Deux des faces latérales du même objet sont remplies:
‑ L'une par la signature autographe de Napoléon.
‑ L'autre par un morceau ensanglanté de la chemise qu'il portait au moment de sa mort, une mèche de ses cheveux et une feuille du saule sous lequel il repose dans l'île de Sainte‑Hélène." [C'est moi qui souligne]


 

Feuille de saule, cheveux et signature de Napoléon,  Musée-Hôtel Bertrand (Châteauroux)
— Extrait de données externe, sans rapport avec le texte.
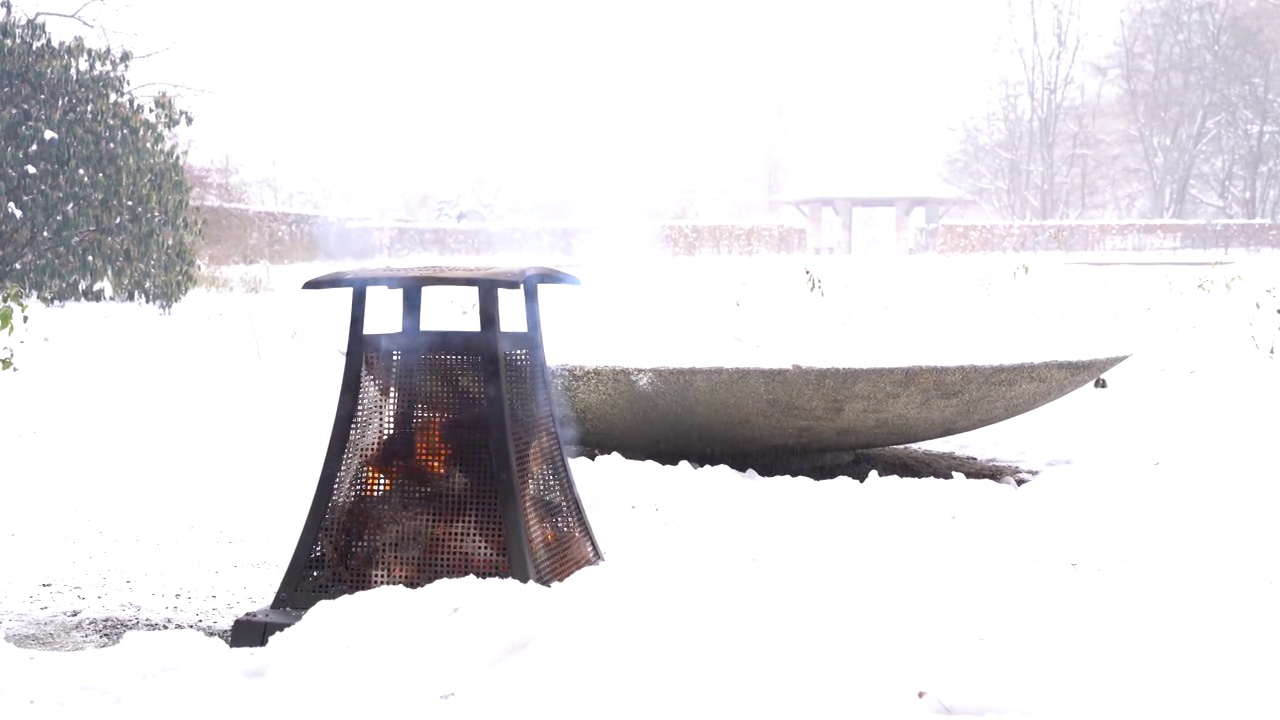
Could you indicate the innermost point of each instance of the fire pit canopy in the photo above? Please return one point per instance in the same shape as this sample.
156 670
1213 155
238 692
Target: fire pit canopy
508 278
La coïncidence est fabuleuse : il m'a fallu passer par la lecture d'un livre libanais pour mettre en relation le même jour un élément du reliquaire de Denon avec un extrait d'Austerlitz de Sebald. Sebald qui parle explicitement de "reliques" au sujet de cette feuille de saule d'un arbre de Sainte-Hélène et de l'usnée prélevée sur le tombeau du maréchal Ney. 

 

La tombe du Maréchal telle qu’elle figure sur la planche V du Champ du Repos… par Roger Père et Fils (septembre 1816)

Usnée

Il semble peu vraisemblable qu'une telle usnée (variété de lichens*) ait pu se trouver sur la dalle du tombeau de Ney, en revanche une recherche associant usnée et tombeau m'a conduit vers un extrait du Dictionnaire pittoresque d'histoire naturelle et des phénomènes de la nature, de Félix-Édouard Guérin-Méneville (1839) : il y est dit que l'usnea monumenti croît en abondance sur les arbres qui entourent le tombeau du captif de Sainte-Hélène, autrement dit les saules.


  
Tombe de Napoléon à Sainte-Hélène  

Le docteur Antommarchi, dans son livre Les derniers moments de Napoléon (1825), rapporte ainsi la scène de l'enterrement du 9 mai : "Pendant que l'on achevait ces travaux, la foule se jetait sur les saules dont la présence de Napoléon en avait déjà fait un objet de vénération. Chacun voulait avoir des branches ou des feuillages de ces arbres, qui devaient ombrager la tombe de ce grand homme, et les garder comme un précieux souvenir de cette scène imposante de tristesse et de douleur. Hudson et l'amiral, que blesse cet élan, cherchent à l'arrêter: ils s'emportent, ils menacent. Les assaillants se hâtent d'autant plus, et les saules sont dépouillés jusqu'à la hauteur où la main peut atteindre. Hudson était pâle de colère ; mais les coupables étaient nombreux, de toutes les classes, il ne put sévir."

 ____________________________

* A propos de lichens, je suis tombé au cours de mes recherches sur le bel article du Flotoir de Florence Trocmé, daté du 7 mars 2021. Où l'on peut par exemple lire ceci (où il est question en passant des usnées) :

Nature et territoire du lichen
Étrange nature que celle du lichen, « l’organisme entier est une association symbiotique. Chacun des deux ou trois organismes apporte à l’autre ce qu’il n’a pas dans une relation de coexistence étroite : le champignon (mycobionte) apporte le support (la fixation et la croissance), l’eau et les minéraux à l’algue ; l’algue (photobionte) apporte une partie des sucres au champignon grâce à la photosynthèse. C’est ce fonctionnement atypique qui a permis au lichen de conquérir de très nombreux espaces et de s’implanter là où on ne trouve plus aucune plante (30) : la symbiose est un facteur d’endurance écologique. On estime que 8% de la surface terrestre est recouverte de lichen. Il est universel. » (31) Il est souvent un des derniers organismes que l’on peut rencontrer vers les pôles et en altitude, à la limite des glaces et des neiges. Il peut vivre (les usnées) à des températures allant de -60° à +70°. Et il offre aux rennes scandinaves et aux caribous canadiens jusqu’à 90% de leur alimentation hivernale. (33)
Il en devient ainsi, écrit Vincent Zonca, une figure d’éternité et de survie et nul doute qu’il aurait bien des leçons à nous apprendre.